乙女ゲームというのは非モテの女子や現実の男に興味を持たない奴をターゲットとした幻想ゲームといってもいい(偏見)
それが現実の恋バナに効果があるなんて!俺、ギャルゲーやってるからリア充たちの恋バナについていけるんじゃね? まあそもそも話に入りたくないけど。
「そ、それは良かったな…」
俺は頰をかいてそういった。
「具体的になにが変わったのかしら? 」
小牧が興味があるかのように聞いた。まあそりゃ気になるよな。乙女ゲーが現実の話に役立つ瞬間なんて…
「そうですね、友達の好きな人の話をしてるときにこんなことされたらときめいちゃうよね! って話とか! 初キスはどういうシュチュエーションがいいかとか! 」
山上は目をキラキラと光らせながらいった。
ああ、これはあれだな、単純に友達と話が微妙に食い違ってるだけだ。
山上は乙女ゲーの中でのシュチュエーションを話しており他の友達は現実でのシュチュエーションについて話しているのだ。それが大まかな恋愛という観点に関しては合致しているのでうまい具合に話が噛み合っているようになっているだけだ。
まさに乙女違い。
…まあ思っていることは違えど依頼の内容自体は解消したからいいのかな?
「そりゃよかったな。ただアドバイスしておくと絶対に恋バナ中に乙女ゲーの中の話はしないほうがいいぞ」
「そんなのわかってますよ! 」
「ならいいんだが…」
俺がやや呆れながらも隣を見ると、小牧もこめかみに手を当てて頭痛がするかのように嘆息をしている。
すると小牧は俺にだけ聞こえるように耳打ちしてきた。
『あなた、ここまで計算してやったの? 』
おそらくそこまでとは山上が現実の恋ではなく画面の中の恋にはまってしまったことだろう。

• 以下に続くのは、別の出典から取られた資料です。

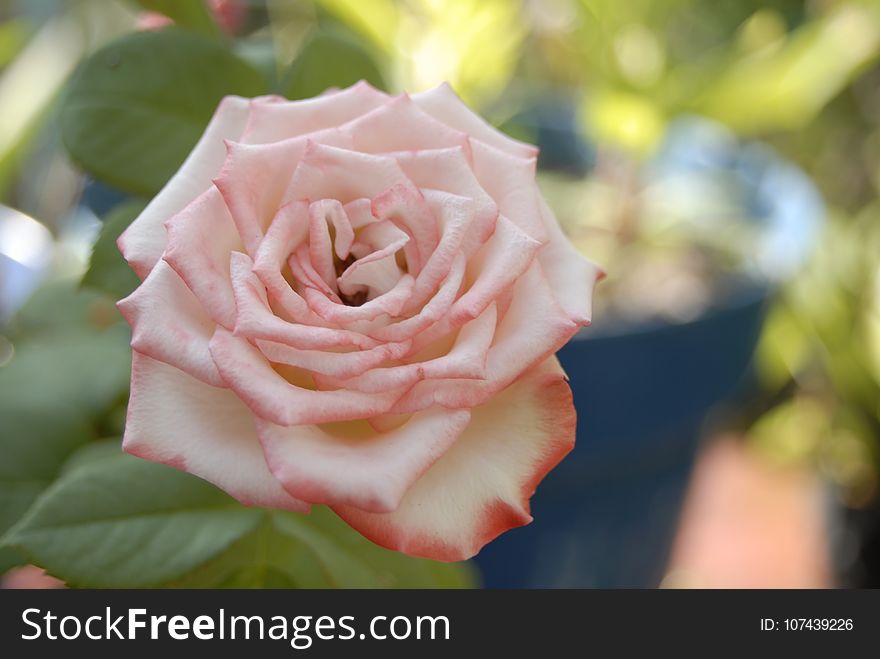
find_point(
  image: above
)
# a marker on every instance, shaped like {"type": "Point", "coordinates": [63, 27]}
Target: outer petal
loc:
{"type": "Point", "coordinates": [200, 239]}
{"type": "Point", "coordinates": [270, 122]}
{"type": "Point", "coordinates": [571, 276]}
{"type": "Point", "coordinates": [327, 172]}
{"type": "Point", "coordinates": [169, 324]}
{"type": "Point", "coordinates": [482, 485]}
{"type": "Point", "coordinates": [444, 104]}
{"type": "Point", "coordinates": [369, 471]}
{"type": "Point", "coordinates": [533, 328]}
{"type": "Point", "coordinates": [209, 432]}
{"type": "Point", "coordinates": [247, 372]}
{"type": "Point", "coordinates": [144, 240]}
{"type": "Point", "coordinates": [401, 125]}
{"type": "Point", "coordinates": [255, 319]}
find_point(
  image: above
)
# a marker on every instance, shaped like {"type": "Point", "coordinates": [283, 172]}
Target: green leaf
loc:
{"type": "Point", "coordinates": [135, 109]}
{"type": "Point", "coordinates": [330, 59]}
{"type": "Point", "coordinates": [51, 392]}
{"type": "Point", "coordinates": [114, 520]}
{"type": "Point", "coordinates": [126, 522]}
{"type": "Point", "coordinates": [108, 271]}
{"type": "Point", "coordinates": [62, 308]}
{"type": "Point", "coordinates": [191, 14]}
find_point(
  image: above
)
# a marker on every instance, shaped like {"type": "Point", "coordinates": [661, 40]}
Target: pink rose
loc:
{"type": "Point", "coordinates": [355, 300]}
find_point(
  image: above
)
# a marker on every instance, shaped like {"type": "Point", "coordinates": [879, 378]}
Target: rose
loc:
{"type": "Point", "coordinates": [355, 300]}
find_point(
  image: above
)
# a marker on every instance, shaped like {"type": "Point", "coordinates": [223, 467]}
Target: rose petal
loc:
{"type": "Point", "coordinates": [466, 359]}
{"type": "Point", "coordinates": [449, 170]}
{"type": "Point", "coordinates": [454, 215]}
{"type": "Point", "coordinates": [400, 124]}
{"type": "Point", "coordinates": [511, 183]}
{"type": "Point", "coordinates": [169, 324]}
{"type": "Point", "coordinates": [270, 122]}
{"type": "Point", "coordinates": [179, 421]}
{"type": "Point", "coordinates": [255, 177]}
{"type": "Point", "coordinates": [388, 304]}
{"type": "Point", "coordinates": [288, 230]}
{"type": "Point", "coordinates": [533, 328]}
{"type": "Point", "coordinates": [334, 364]}
{"type": "Point", "coordinates": [370, 472]}
{"type": "Point", "coordinates": [497, 267]}
{"type": "Point", "coordinates": [255, 319]}
{"type": "Point", "coordinates": [334, 213]}
{"type": "Point", "coordinates": [249, 374]}
{"type": "Point", "coordinates": [444, 104]}
{"type": "Point", "coordinates": [482, 484]}
{"type": "Point", "coordinates": [571, 276]}
{"type": "Point", "coordinates": [327, 172]}
{"type": "Point", "coordinates": [200, 238]}
{"type": "Point", "coordinates": [434, 309]}
{"type": "Point", "coordinates": [404, 204]}
{"type": "Point", "coordinates": [143, 242]}
{"type": "Point", "coordinates": [377, 272]}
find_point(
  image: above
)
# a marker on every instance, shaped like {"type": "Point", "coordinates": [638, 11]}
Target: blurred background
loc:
{"type": "Point", "coordinates": [720, 159]}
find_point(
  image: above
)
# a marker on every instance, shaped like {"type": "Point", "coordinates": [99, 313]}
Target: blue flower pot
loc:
{"type": "Point", "coordinates": [606, 517]}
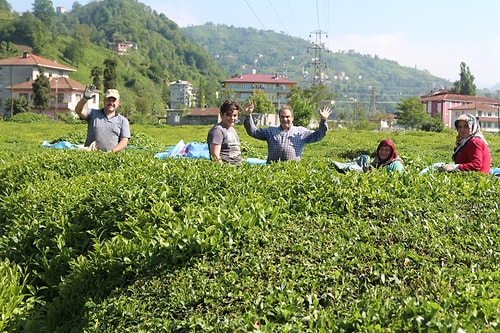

『まさか…多少恋愛の経験の足しになるための足しになると思ったんだがまさかここまで効果を発揮するとは…』
『要するにただの偶然ということかしら? 』
『ああ、全くもって偶然だ。だって今のこいつ恋する乙女じゃなくてただのオタク女…』
「2人でコショコショ話しして何話してるんですか? 」
「い、いや何でもないぞ」
俺が慌てて小牧から離れると山上はむぅっと頰を膨らまし、こちらを交互に見た。
うん。そんな反応されても知らないよ?
「まあ兎に角依頼は解決だな。わざわざ成果まで言いに来てくれてありがとな」
「いえいえ、私もお世話になったのでご挨拶だけでももう一度しておこうと」
「いや、まあたいしたことはしてないけどまあどういたしまして」
「ほんとよね」
小牧が茶々を入れてくるのを無視して俺は立ち去る山上を笑顔で送り出した。
何愛想笑いしてんだよ俺は…。
だがその次の日。山上の問題が増えた…。
追記
作者の破魔由弦です。今回の物語は複数回乙女ゲームに対するど偏見の発言がありましたが、決して私自身が乙女ゲームをバカにしているわけではないのでご注意ください。